I fear hooking up with people who have white pillowcases because my guyliner always smears on it and i either have to A. sneak out in the night or B. wash it and see them again
Is it weird that I miss finding cum in my bed?
I just spread your mom's ashes with my new girlfriend. I wouldve waited for you to fly home but she was uncomfortable in the house with her remains there. I'll mail you the urn since u handpainted it.
YOU HAVE A GIRLFRIEND ALREADY!?! WTF WE JUST HAD HER FUNERAL 3 WEEKS AGO!!!!!!!!!!!!
it's a little hard to watch the basketball games with my family considering they keep cheering for the guy that i had a one night stand with...
The cab driver had me sign for the payment and I was like give me a second while I throw up right outside your door.
Dude. I knoww what ur thinking. Yes, your hand hurts. It's because you fell through a window. If and when you wake up, go to the hospital.
It's like a toaster oven for my penis
i'm about to be the still-drunkest person on the ellipticals
I woke up this morning with a sharpie tramp stamp. Pretty sure it's a picture of a squirrel.
And now you understand the importance of Saturday naps.
Because you stay up all night having sex and eating sushi?
Pray for me. I just had a sex dream about Debbie Wasserman-Schultz.
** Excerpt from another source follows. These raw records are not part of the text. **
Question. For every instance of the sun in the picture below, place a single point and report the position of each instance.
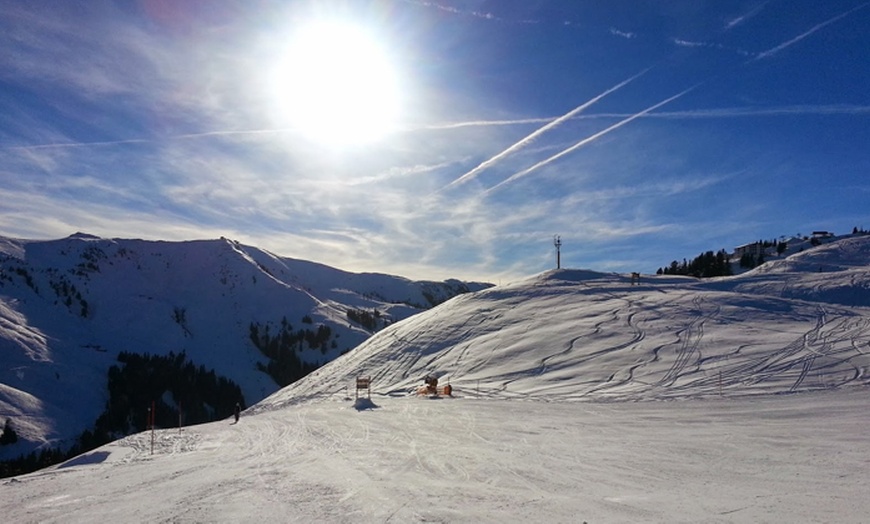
(336, 85)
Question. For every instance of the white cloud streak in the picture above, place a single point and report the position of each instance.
(589, 140)
(789, 43)
(740, 19)
(530, 138)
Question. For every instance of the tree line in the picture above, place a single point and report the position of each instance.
(180, 392)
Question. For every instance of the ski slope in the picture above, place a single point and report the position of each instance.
(794, 458)
(578, 397)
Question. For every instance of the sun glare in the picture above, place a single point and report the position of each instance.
(336, 85)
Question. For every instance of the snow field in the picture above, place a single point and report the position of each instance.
(797, 458)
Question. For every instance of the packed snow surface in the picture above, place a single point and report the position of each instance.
(578, 397)
(792, 458)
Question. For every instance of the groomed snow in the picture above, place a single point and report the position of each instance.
(789, 458)
(579, 397)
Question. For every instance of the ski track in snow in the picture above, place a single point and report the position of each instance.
(800, 457)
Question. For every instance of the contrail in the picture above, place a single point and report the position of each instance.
(590, 139)
(740, 19)
(780, 47)
(567, 116)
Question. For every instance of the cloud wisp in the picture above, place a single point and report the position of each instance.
(530, 138)
(742, 18)
(774, 50)
(588, 140)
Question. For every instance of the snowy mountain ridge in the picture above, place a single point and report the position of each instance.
(68, 307)
(797, 324)
(770, 369)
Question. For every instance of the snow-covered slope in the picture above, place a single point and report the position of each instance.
(515, 443)
(69, 306)
(583, 335)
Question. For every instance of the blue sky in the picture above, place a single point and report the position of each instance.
(437, 139)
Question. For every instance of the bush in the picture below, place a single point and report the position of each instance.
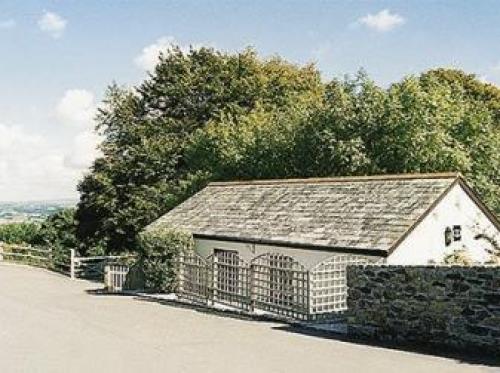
(159, 254)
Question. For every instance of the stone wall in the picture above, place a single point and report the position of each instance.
(457, 307)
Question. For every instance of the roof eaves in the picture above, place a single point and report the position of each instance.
(383, 177)
(293, 245)
(458, 178)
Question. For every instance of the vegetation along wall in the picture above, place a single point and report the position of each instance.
(457, 307)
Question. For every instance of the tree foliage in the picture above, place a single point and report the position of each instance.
(207, 115)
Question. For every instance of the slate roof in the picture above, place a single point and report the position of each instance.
(351, 213)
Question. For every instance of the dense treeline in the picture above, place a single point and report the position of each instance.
(214, 116)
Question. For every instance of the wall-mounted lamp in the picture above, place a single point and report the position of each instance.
(447, 236)
(457, 233)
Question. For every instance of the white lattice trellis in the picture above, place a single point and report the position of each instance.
(328, 284)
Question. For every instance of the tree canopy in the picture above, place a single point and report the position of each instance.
(207, 115)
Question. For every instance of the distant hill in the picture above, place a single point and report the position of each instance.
(11, 212)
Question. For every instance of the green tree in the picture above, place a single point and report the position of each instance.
(144, 170)
(207, 115)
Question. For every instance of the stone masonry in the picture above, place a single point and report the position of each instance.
(457, 307)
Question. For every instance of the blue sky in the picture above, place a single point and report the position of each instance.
(57, 57)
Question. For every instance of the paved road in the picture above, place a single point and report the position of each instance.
(48, 323)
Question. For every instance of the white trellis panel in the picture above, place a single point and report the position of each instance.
(328, 283)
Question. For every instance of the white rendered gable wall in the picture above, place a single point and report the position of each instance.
(426, 243)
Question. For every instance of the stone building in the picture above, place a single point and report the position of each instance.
(396, 219)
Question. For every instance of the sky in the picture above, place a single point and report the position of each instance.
(57, 58)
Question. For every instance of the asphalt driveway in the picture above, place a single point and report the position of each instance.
(49, 323)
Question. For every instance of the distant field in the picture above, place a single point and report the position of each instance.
(31, 211)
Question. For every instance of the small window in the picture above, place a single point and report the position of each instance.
(457, 233)
(447, 236)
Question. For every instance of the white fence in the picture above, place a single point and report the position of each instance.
(67, 261)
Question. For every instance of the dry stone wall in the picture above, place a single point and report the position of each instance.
(457, 307)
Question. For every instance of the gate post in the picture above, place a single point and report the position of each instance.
(72, 264)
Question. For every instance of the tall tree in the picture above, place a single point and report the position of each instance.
(143, 171)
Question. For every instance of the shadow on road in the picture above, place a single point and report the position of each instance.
(476, 357)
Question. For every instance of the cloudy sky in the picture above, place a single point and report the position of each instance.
(57, 57)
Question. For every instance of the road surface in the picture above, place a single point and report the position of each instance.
(49, 323)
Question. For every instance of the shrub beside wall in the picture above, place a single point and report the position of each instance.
(457, 307)
(159, 255)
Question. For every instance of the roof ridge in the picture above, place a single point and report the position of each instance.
(378, 177)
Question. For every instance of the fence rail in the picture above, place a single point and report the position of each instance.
(271, 283)
(63, 261)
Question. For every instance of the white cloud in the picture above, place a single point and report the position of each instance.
(53, 24)
(7, 24)
(150, 54)
(31, 168)
(322, 50)
(76, 108)
(84, 151)
(495, 69)
(382, 21)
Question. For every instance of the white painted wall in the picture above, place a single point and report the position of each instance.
(309, 258)
(426, 243)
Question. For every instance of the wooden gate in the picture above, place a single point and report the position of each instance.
(230, 283)
(280, 285)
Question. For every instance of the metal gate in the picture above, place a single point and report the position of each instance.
(280, 285)
(230, 279)
(194, 274)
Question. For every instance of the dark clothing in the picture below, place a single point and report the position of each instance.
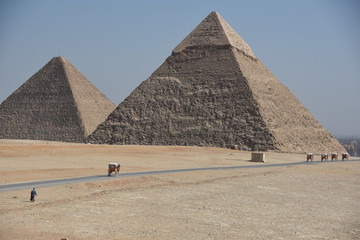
(33, 194)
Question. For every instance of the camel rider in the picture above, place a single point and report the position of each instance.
(33, 194)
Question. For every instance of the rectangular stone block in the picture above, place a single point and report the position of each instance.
(258, 157)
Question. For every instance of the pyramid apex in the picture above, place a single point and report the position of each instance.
(214, 31)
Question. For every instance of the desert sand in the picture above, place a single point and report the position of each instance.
(311, 201)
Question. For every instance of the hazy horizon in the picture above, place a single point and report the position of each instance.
(311, 47)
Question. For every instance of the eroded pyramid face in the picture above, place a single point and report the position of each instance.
(213, 91)
(57, 103)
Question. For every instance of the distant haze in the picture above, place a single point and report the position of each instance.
(310, 46)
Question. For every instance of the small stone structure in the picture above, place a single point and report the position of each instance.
(258, 157)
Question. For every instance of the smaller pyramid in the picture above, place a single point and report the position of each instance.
(57, 103)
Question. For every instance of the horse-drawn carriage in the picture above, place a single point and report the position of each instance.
(334, 156)
(114, 167)
(324, 156)
(309, 156)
I just had the polyamorous Canadian hockey player do the splits while naked in a handstand at my apartment just now. And yes, I know it’s 1:30am on a Thursday.
I'm disappointed in the internet. It's two days and there's still no fanfiction based off that Manning/Beckham commercial.
You don't even like football
Juice tastes so weird without alcohol
It's like a donut of clothes around a pair of heels. Like they were transported to another dimension naked.